Netpicking Part 2: Generating the networks

In Netpicking Part 1, I described a dilemma in picking a neural network for MNIST. I went through summary stats for 1001 different generated networks. This post explains how I generated these networks.

Representing a Neural Network

The MNIST problem requires finding a function

$$ \mathit{f} : \R^{784} \rightarrow {0,1,2,3,4,5,6,7,8,9} $$

such that $ \mathit{f} $ performs well on a target dataset. I can solve this as a multi-class classification problem using neural networks, and constrain the space of functions $ \mathit{f} $:

Every $ \mathit{f} $ must accept an input of size 784
Every $ \mathit{f} $ must provide an output of size 10 for each input
$ \mathit{f} $ is trained using cross-entropy loss i.e. the output goes through a SoftMax layer

A neural network can be represented as:

a parameterized function, used in textbooks when teaching the theory
a directed acyclic graph or DAG, which provides a visually friendly representation of the flow of operations
text obeying a particular grammar, which is how neural nets are described in a programming language

For example, in PyTorch, a sample $ \mathit{f} $ satisfying the above constraints is represented like this:

class Basic(nn.Module):
    def __init__(self):
        nn.Module.__init__(self)
        self.l1 = nn.Linear(in_features=784, # constraint 1
                            out_features=10, # constraint 2
                            bias=True)
        self.ac = nn.LogSoftmax(dim=1) # constraint 3

    def forward(self, x):
        # DAG represented in text as function calls.
        x = self.l1(x)
        x = self.ac(x)
        return x

How about a sample using 2D convolutions?
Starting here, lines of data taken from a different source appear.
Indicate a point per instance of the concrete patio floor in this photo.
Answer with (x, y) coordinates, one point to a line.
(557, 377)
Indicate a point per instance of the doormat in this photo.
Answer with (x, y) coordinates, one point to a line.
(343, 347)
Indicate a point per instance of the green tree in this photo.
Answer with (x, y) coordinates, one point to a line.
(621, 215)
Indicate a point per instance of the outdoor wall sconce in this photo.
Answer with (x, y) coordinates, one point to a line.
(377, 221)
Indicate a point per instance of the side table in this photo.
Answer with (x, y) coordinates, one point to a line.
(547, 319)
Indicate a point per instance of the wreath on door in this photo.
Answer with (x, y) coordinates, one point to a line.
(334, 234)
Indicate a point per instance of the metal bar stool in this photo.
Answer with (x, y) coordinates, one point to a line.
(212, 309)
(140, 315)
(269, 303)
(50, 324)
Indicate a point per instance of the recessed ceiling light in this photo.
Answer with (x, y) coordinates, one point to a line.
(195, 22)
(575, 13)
class Conv2dReLU_12(nn.Module):
    def __init__(self):
        nn.Module.__init__(self)
        self.f0 = nn.Conv2d(in_channels=1, out_channels=62, kernel_size=(1, 1), bias=True)
        self.f1 = nn.ReLU()
        self.f2 = nn.Conv2d(in_channels=62, out_channels=18, kernel_size=(5, 5),)
        self.f3 = nn.Conv2d(in_channels=18, out_channels=22, kernel_size=(11, 11), bias=True)
        self.f4 = nn.ReLU()
        self.f5 = nn.Conv2d(in_channels=22, out_channels=10, kernel_size=(14, 14),)
        self.f6 = nn.LogSoftmax(dim=1) # constraint 3

    def forward(self, *inputs):
        x = inputs[0]
        x = x.view(x.shape[0], 1, 28, 28) # constraint 1
        # DAG represented in function calls.
        x = self.f0(x)
        x = self.f1(x)
        x = self.f2(x)
        x = self.f3(x)
        x = self.f4(x)
        x = self.f5(x)
        x = x.view(x.shape[0], 10) # constraint 2
        x = self.f6(x)
        return x

Now, a leap of faith generalization. Every function $ \mathit{f} $ that satisfies the above constraints will follow the below template:

class Network(nn.Module):
    def __init__(self): # possibly some args, kwargs
        nn.Module.__init__(self)
        # a sequence of layer declarations
        self.activation = nn.LogSoftmax(dim=1)
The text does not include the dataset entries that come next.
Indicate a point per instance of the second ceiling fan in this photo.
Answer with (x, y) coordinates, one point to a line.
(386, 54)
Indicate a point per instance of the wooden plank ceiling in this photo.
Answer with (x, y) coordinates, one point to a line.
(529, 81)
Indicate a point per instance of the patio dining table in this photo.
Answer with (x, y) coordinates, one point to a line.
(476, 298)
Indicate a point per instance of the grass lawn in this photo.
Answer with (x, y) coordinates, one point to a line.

    def forward(self, *inputs):
        x = inputs[0]
        # check constraint 1
        # represent DAG in function calls
        # check constraint 2
        x = self.activation(x) # check constraint 3
        return x

Having networks follow this template would save time when writing boilerplate code for train/validation/test cycles. Let’s add another simplifying constraint: if the neural network DAG is forced to be a straight line, the function calls in the forward method can be in the same order as the declarations. How do I start designing such a template?

`Jinja2`

From the Jinja2 website (emphasis mine):

Jinja is a modern and designer-friendly templating language for Python, modelled after Django’s templates. […] A Jinja template is simply a text file. Jinja can generate any text-based format.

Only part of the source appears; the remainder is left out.